Traits of an anorexic love

When someone says they love us, and is not willing to prove what he/she says with facts beyond a reasonable doubt, that love is not true, or it is malnourished. There’s is the example of a mother who sent her minor children between the ages of 10-16 to live in another country, and dares to post on social media that her children do not have everything they need but that she loves them madly. .. There is a friend who says she loves the other friend but is not there when they need her, she lives talking badly about her behind her back, and telling her secrets. There is a husband who lives emotionally and verbally offending his wife, belittling her in front of his family, criticizing everything she does, making her feel like an earthworm and he tells her that he loves her. Seriously? True love is more than just words. The above examples are from real life.

Love is a verb, which requires action and movement. An anorexic love is not genuine love, and has the following characteristics:

1- It is not seen:

It is a love that cannot be visible. Although love is not seen within us, with our actions it becomes visible.

2- It is just empty words without proving anything with facts.

3- It is passive:

It is a love that is not willing to risk anything, for the person who claims to love, or make any sacrifice, or make commitments.

“Better is an open reprimand [of loving correction] Than love that is hidden. Faithful are the wounds of a friend [who corrects out of love and concern], But the kisses of an enemy are deceitful [because they serve his hidden agenda].”

‭‭Proverbs‬ ‭27:5-6‬ ‭AMP

4- It is absent:

The person who claims to love with an anorexic love is never there when they need them, that person does not care about anyone’s life other than his/her own.

5- Operates from fear:

Since the person who loves with an anorexic love is focused on himself/herself and not on the person they say they love, anorexic lovers look for their own interests, and are afraid of losing.
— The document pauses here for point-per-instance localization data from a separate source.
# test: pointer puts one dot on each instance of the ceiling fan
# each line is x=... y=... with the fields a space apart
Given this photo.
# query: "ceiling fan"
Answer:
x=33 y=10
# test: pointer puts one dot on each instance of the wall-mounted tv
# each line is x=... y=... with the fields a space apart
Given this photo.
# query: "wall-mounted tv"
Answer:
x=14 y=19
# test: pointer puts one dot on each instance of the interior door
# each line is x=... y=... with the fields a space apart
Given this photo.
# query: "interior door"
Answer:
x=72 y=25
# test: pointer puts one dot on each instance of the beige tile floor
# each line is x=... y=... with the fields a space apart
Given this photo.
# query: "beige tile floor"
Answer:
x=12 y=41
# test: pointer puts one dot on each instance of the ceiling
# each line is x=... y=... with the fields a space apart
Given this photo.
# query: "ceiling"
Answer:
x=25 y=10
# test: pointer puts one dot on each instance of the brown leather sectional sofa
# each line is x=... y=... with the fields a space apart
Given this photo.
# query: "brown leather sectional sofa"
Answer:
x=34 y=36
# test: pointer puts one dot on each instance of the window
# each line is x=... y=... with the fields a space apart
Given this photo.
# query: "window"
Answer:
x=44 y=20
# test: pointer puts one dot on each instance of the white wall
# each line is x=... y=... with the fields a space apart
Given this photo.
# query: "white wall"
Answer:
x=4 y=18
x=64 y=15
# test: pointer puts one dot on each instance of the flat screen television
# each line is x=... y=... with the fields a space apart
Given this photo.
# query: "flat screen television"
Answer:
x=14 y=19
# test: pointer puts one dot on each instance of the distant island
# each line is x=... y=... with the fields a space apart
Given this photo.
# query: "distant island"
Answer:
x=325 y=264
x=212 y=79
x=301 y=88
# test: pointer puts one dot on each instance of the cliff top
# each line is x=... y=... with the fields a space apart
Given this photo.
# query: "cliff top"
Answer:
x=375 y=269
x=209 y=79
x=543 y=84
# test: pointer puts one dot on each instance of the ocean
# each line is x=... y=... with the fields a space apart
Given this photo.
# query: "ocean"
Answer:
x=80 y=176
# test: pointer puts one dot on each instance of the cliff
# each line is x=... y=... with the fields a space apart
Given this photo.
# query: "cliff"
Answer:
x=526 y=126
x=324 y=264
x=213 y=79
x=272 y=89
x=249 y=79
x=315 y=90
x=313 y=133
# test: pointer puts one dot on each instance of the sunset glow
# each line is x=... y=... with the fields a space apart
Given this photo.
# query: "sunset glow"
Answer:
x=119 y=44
Afraid of being abandoned, of being hurt, fearful of not getting their way, of being unmasked, to lose something, to take risks, to invest things of value, and to demonstrate with facts what they say they feel.

6- It contradicts:

Although this supposed love is supposedly great, it does many things to prove the opposite, mistreats, offends, criticizes, abandons, betrays, lies, manipulates, cheats, belittles, humiliates, hurts, and can even kill emotionally, spiritually and even physically .

It may kill emotionally:

because it causes the person to stop trusting, to be filled with anxiety and depression, to stop believing in love, to have hurt feelings, and low self esteem for the damage received, to be afraid, and to lose self confidence, and the desire and illusion to love again.

It may kill spiritually:

because it causes the person who is the victim to waver in their principles, leading them to do things of which they are not convinced. It also causes the person to still be offended by his Creator, coming to believe that he is responsible for what happened to him/her losing faith, filled with bitterness, and slowly drying up inside.

It may kill someone physically:

Sadly many people have died violently at the hands of a partner or person who claimed to love them. In addition, the damage caused by people who say they feel a love that is anorexic affects mentally, emotionally, and even the physical health. Many diseases are caused by the stress of having a violent, and toxic relationship, for example Cancer, diabetes, migraines, stomach ulcers , thyroid problems, nervous issues, among many others.

When I discovered that God loved me like no one else in this world, something happened inside of me that caused me to see the colors of life, and to start loving myself so that I could then love others in a healthy way. I realized that when I say that I love someone I will be challenged to prove it, and now I am very careful and try as much as possible to say “I love you” only if I am really willing to accept the challenge of true love.

“Love endures with patience and serenity, love is kind and thoughtful, and is not jealous or envious; love does not brag and is not proud or arrogant. It is not rude; it is not self-seeking, it is not provoked [nor overly sensitive and easily angered]; it does not take into account a wrong endured. It does not rejoice at injustice, but rejoices with the truth [when right and truth prevail]. Love bears all things [regardless of what comes], believes all things [looking for the best in each one], hopes all things [remaining steadfast during difficult times], endures all things [without weakening].”